Tourism in May dropped 70.5. percent in China, 86.8 percent in Hong Kong and 70.7 percent in Singapore.

Singapore restaurateur Amarjit Singh, who owns a riverside curry house popular with expatriates and tourists, saw business plunge by 60 percent.

"I'd never seen anything like that before," said Singh, a three-decade veteran of the restaurant trade. "But business is coming back and things are looking far better than the SARS days."

All told, the number of international visitors arriving in Asia-Pacific destinations plunged by 6.6 million in the first five months of 2003. They have now surged ahead by 15.3 million - for a total of 88.0 million - in roughly the first five months of 2004.

But travel executives say the recovery has been uneven in places. The huge discounts that were available during SARS have vanished.

Some Hong Kong restaurants that were mostly empty a year ago now have people waiting outside to get in. Crowds are spilling into the streets outside Singapore tourist spots including the waterfront bar and restaurant districts of Boat Quay and Clarke Quay.

"Last year, there was a lot of sitting on my bike.
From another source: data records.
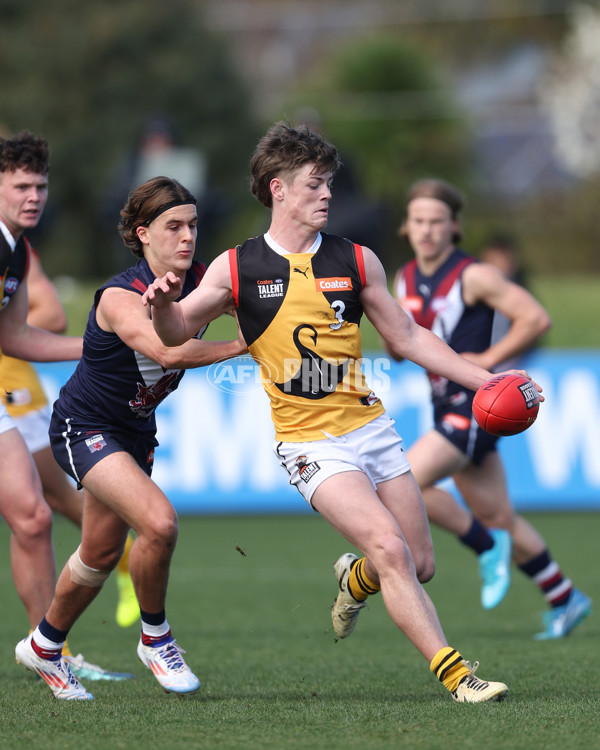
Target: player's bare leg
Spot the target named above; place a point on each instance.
(30, 520)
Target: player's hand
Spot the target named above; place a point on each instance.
(524, 374)
(162, 291)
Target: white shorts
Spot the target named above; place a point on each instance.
(375, 449)
(34, 428)
(6, 421)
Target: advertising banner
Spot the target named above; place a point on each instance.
(216, 436)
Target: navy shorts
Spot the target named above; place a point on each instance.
(453, 418)
(77, 447)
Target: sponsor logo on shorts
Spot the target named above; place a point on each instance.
(369, 400)
(456, 422)
(11, 284)
(95, 443)
(306, 469)
(334, 284)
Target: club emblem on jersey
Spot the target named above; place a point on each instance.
(149, 397)
(95, 443)
(315, 378)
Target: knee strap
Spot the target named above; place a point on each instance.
(83, 575)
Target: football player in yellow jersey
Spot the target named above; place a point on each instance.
(299, 294)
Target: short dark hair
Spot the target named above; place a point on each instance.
(282, 150)
(24, 151)
(440, 190)
(145, 203)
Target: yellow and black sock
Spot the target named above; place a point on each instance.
(359, 585)
(447, 665)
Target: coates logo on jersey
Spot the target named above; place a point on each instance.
(268, 288)
(334, 284)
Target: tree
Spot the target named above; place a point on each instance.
(86, 75)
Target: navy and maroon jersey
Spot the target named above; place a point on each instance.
(113, 386)
(436, 303)
(300, 315)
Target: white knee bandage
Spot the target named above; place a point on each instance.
(84, 575)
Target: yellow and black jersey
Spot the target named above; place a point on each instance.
(20, 388)
(300, 316)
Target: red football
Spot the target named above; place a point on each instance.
(506, 405)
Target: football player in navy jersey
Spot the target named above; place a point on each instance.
(300, 294)
(103, 434)
(24, 165)
(459, 299)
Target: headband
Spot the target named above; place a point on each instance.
(156, 214)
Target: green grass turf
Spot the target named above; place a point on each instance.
(256, 630)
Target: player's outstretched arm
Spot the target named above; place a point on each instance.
(176, 322)
(17, 339)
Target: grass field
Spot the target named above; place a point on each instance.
(257, 632)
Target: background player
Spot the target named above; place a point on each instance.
(445, 290)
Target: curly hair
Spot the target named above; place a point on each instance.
(145, 203)
(282, 150)
(25, 151)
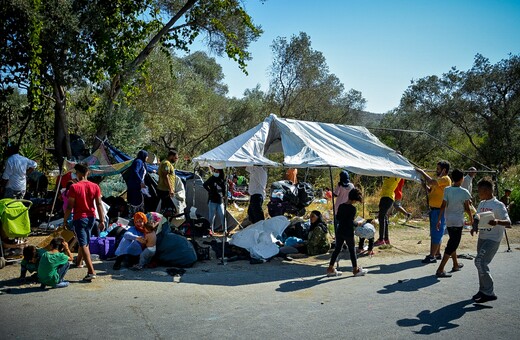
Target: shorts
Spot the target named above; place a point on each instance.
(83, 230)
(435, 234)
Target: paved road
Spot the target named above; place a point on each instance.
(277, 300)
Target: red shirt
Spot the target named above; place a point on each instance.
(84, 193)
(399, 190)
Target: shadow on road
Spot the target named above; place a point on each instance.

It doesn't take too long these days to get a customer," said Tony Goh, 50, who pedals tourists around in a three-wheeled Singapore "trishaw" taxi.
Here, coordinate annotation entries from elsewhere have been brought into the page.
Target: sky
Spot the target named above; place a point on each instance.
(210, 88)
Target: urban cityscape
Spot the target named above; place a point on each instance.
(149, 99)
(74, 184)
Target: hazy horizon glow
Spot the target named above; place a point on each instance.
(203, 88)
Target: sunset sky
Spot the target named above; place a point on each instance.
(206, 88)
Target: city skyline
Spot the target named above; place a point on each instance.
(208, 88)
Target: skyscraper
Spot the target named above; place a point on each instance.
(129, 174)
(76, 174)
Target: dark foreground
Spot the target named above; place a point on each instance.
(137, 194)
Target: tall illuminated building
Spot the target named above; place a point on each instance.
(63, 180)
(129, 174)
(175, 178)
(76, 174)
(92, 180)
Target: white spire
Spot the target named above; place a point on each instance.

Hotels in China that saw occupancy fall last year are now filling up again and getting better rates from their clients.

"Our business has recovered to its level before SARS, if not even higher," said Weddy Xu, marketing manager at Pudong Grand Hyatt Shanghai.

The Hong Kong Tourism Board says more than 10 million people had visited during the first six months of the year, a 68.3 percent increase over the first half of 2003 as the territory enjoys a powerful boost from new rules in China that allows more mainlanders to travel here.
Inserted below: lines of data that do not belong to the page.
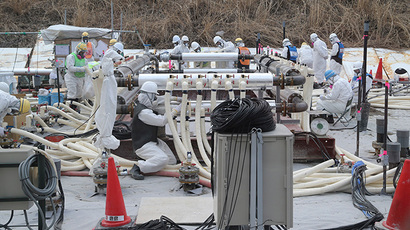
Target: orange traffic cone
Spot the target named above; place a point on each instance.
(399, 214)
(379, 73)
(115, 213)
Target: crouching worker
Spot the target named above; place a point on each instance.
(335, 101)
(155, 153)
(9, 104)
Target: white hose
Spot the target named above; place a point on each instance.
(199, 86)
(175, 135)
(203, 131)
(214, 88)
(72, 111)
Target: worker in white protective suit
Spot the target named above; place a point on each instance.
(336, 55)
(77, 67)
(224, 47)
(335, 101)
(357, 74)
(305, 55)
(106, 113)
(9, 104)
(155, 153)
(320, 55)
(90, 54)
(289, 52)
(197, 49)
(179, 48)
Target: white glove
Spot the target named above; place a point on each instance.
(88, 71)
(1, 132)
(176, 110)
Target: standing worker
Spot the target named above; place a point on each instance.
(336, 55)
(76, 65)
(106, 114)
(224, 47)
(9, 104)
(319, 59)
(243, 63)
(341, 92)
(197, 49)
(155, 153)
(289, 52)
(305, 55)
(90, 53)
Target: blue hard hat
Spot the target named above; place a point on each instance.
(329, 74)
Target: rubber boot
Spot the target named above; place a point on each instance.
(135, 173)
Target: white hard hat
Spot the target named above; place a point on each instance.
(313, 37)
(4, 87)
(118, 47)
(195, 45)
(286, 42)
(357, 65)
(185, 38)
(149, 87)
(332, 37)
(217, 39)
(175, 39)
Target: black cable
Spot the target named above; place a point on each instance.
(397, 174)
(59, 221)
(240, 115)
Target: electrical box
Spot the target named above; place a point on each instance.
(232, 175)
(12, 196)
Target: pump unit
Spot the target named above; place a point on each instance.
(232, 175)
(12, 196)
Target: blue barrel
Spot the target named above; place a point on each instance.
(54, 98)
(44, 99)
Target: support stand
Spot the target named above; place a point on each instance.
(256, 181)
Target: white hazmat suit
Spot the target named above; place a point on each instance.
(156, 155)
(335, 101)
(106, 113)
(305, 56)
(74, 84)
(333, 64)
(320, 55)
(225, 47)
(8, 103)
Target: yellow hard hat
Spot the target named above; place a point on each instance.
(24, 105)
(113, 41)
(81, 47)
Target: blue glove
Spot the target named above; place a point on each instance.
(1, 132)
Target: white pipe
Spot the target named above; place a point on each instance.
(199, 86)
(209, 56)
(242, 88)
(314, 169)
(214, 87)
(73, 112)
(34, 137)
(175, 135)
(228, 87)
(203, 131)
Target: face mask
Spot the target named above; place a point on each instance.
(81, 55)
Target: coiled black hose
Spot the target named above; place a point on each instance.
(241, 115)
(34, 193)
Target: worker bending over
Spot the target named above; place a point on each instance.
(9, 104)
(155, 153)
(341, 91)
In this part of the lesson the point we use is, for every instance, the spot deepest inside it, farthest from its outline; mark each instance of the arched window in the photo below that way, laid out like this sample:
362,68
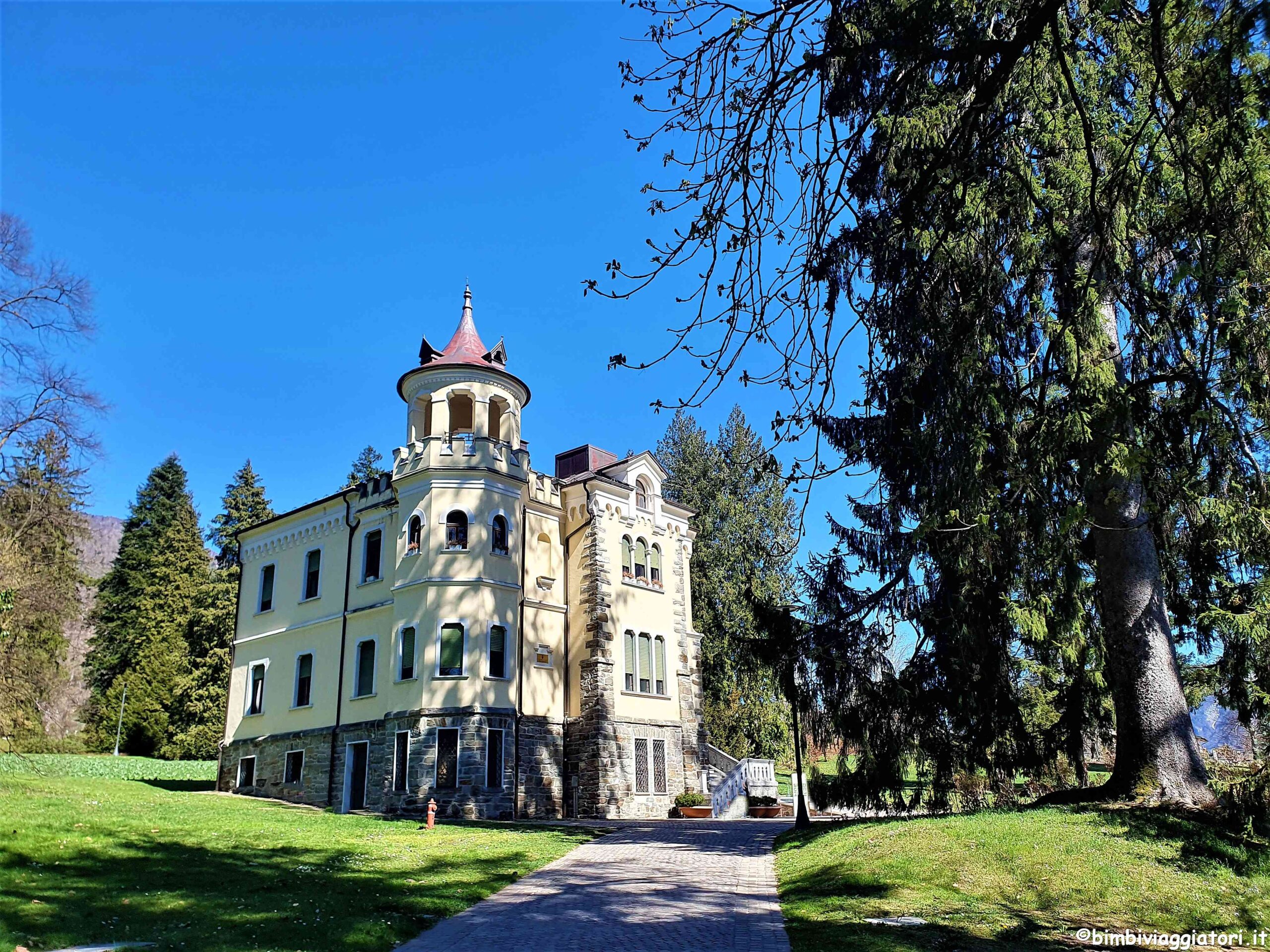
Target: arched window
456,530
628,570
642,493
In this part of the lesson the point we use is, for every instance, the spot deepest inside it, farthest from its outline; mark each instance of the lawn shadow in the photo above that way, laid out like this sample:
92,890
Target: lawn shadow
181,786
235,896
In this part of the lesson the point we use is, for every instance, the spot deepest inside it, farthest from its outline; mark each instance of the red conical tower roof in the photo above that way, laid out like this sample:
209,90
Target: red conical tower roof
465,346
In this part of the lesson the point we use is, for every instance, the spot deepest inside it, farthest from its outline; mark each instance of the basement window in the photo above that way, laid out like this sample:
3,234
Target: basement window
295,770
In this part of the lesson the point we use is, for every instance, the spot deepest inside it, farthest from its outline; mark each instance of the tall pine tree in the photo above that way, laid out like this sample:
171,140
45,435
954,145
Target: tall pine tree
202,694
745,546
144,608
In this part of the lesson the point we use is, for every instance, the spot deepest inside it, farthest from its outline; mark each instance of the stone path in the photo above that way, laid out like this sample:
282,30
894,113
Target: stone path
666,887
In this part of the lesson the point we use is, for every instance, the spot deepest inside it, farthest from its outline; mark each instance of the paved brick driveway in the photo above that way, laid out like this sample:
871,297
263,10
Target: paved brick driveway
667,887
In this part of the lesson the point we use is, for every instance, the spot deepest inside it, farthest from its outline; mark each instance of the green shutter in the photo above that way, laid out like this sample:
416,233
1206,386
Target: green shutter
452,649
407,653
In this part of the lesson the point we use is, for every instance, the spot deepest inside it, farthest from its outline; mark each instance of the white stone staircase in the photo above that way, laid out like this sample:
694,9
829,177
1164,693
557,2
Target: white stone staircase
733,782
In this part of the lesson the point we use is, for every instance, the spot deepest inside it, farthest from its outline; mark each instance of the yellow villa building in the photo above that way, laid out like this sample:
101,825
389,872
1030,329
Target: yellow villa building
465,629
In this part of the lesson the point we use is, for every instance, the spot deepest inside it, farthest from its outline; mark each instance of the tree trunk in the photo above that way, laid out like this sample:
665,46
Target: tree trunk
1157,757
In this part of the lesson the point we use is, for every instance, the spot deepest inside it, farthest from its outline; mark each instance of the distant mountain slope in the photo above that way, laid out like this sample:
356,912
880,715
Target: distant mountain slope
97,552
At Vietnam's leading tour operator, SaigonTourist, business has recovered with an 85 percent increase during the first seven months of 2004 when compared with 2003. That almost brought the company back to its levels from 2002, said planning and marketing executive Nguyen Ngoc Thien.

"It's a very promising figure, given the country was hit by bird flu earlier this year," Thien said. "We hope to see an even stronger increase in the second half of this year."